Users need to install the ms program from Hudson Lab and provide a demographic model (e.g. BonoboGhost_4K19_no_introgression.yaml) in Demes YAML format. The reference and target sample sizes should match the number of chromosomes in the real data to be analyzed. Population index numbers used in the generated ms command are defined by the order of population appearance in the Demes file, so users should check that --ref-pop and --tgt-pop refer to the intended populations. Then users can use the following command:

sstar quantile --model BonoboGhost_4K19_no_introgression.yaml --ms-dir ./msdir/ --N0 1000 --nsamp 22 --nreps 20000 --ref-pop Western --ref-size 20 --tgt-pop Central --tgt-size 2 --mut-rate 1.2e-8 --rec-rate 0.7e-8 --seq-len 40000 --snp-num-range 25 30 5 --output-dir quantiles --thread 2

The expected result above can be found in test.quantile.exp.summary.

Output

An example for the output is below:

S*_score SNP_num quantile log(local_recomb_rate)
62168.0 25 0.5 -8.154901959985743

The meaning of each column:

  • The S*_score column is the S* score.
  • The SNP_num column is the number of SNPs.
  • The quantile column is the quantile of the expected S* score in the simulated dataset.
  • The log(local_recomb_rate) column is the base-10 logarithm of the local recombination rate.

Settings

The main simulation settings are:

Option Description
--model Path to the demographic model file used for simulation.
--ms-dir Path to the directory containing the ms executable.
--N0 Reference effective population size used for ms parameter scaling.
--nsamp Haploid sample size used in ms simulation.
--nreps Number of simulation replicates.
--ref-pop Name of the reference population in the demographic model.
--ref-size Haploid sample size of the reference population.
--tgt-pop Name of the target population in the demographic model.
--tgt-size Haploid sample size of the target population.
--mut-rate Mutation rate per site per generation.
--rec-rate Recombination rate per site per generation.
--seq-len Length of the simulated sequence.
--snp-num-range Minimum SNP count, maximum SNP count, and step size used for ms simulations.
--output-dir Path to the output directory.

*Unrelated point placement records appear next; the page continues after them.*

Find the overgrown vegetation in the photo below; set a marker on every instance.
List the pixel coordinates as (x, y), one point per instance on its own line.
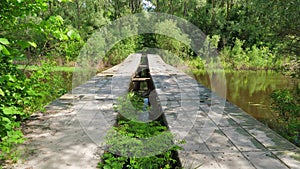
(286, 105)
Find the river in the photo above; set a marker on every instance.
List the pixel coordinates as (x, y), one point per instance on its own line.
(250, 90)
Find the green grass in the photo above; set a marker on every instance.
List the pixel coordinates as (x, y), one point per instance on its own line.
(56, 68)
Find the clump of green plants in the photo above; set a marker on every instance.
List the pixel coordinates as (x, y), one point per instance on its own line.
(286, 105)
(19, 97)
(135, 144)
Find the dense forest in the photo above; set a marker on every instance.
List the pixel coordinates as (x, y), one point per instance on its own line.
(248, 35)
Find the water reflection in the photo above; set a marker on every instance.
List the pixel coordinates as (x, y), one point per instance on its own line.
(250, 90)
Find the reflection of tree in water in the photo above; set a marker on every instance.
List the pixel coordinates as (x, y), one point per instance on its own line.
(250, 90)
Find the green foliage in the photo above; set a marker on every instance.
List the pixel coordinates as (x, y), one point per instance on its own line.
(286, 104)
(136, 144)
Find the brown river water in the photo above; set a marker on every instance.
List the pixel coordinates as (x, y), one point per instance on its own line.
(250, 90)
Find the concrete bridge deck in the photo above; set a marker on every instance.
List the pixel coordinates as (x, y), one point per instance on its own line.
(67, 135)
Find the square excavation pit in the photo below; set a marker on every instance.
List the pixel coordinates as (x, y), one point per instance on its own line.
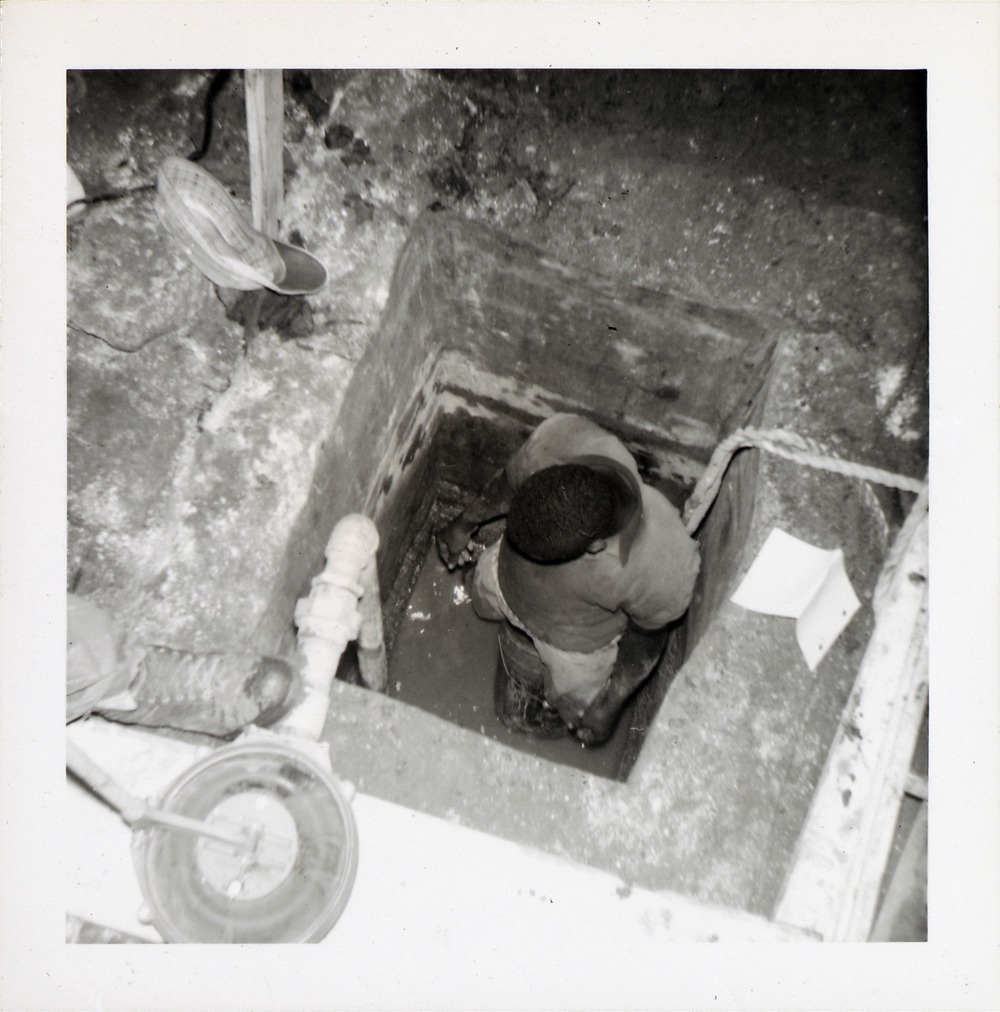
(484, 334)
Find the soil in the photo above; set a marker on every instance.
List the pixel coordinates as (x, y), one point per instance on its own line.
(796, 193)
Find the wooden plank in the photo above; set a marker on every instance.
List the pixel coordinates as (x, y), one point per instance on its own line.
(904, 911)
(265, 128)
(832, 887)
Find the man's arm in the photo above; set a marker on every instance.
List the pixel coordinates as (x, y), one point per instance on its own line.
(639, 653)
(492, 503)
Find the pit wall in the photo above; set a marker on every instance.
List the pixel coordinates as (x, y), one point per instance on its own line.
(476, 314)
(720, 790)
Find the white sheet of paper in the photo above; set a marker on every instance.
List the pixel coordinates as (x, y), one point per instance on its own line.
(796, 580)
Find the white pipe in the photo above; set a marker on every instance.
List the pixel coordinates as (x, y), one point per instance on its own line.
(329, 617)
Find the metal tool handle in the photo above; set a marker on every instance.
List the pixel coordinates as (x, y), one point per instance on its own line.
(79, 763)
(136, 811)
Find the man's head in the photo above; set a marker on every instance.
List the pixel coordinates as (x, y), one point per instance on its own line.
(562, 512)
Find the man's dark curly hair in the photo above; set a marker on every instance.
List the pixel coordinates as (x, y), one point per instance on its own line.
(558, 512)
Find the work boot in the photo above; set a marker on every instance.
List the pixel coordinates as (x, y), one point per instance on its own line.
(213, 693)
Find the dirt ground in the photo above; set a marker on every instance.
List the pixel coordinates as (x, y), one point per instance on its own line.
(797, 192)
(192, 422)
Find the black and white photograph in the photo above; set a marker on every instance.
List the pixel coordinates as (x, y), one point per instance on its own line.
(499, 502)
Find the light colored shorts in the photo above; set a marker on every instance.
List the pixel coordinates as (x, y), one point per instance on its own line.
(581, 677)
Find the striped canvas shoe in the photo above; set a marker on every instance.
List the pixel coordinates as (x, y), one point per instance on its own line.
(214, 693)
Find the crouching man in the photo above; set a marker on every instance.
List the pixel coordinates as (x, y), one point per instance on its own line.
(592, 566)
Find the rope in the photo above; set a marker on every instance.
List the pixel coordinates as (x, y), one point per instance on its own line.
(793, 447)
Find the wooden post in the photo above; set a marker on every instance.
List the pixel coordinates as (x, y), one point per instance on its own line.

Users can use --phased to run sstar score on phased haplotypes during simulation scoring. Use phased quantiles with score files generated by sstar score --phased.

Users can use --seeds to pass three random seeds to ms, for example --seeds 1 2 3. Users can use --keep-simulated-data to keep intermediate simulation directories instead of deleting them after the summary file is created. Users can use --thread to specify the number of CPUs used for multiprocessing.

To simulate a range of recombination rates, run sstar quantile separately for each recombination-rate step and merge the resulting summary tables before using them with sstar threshold.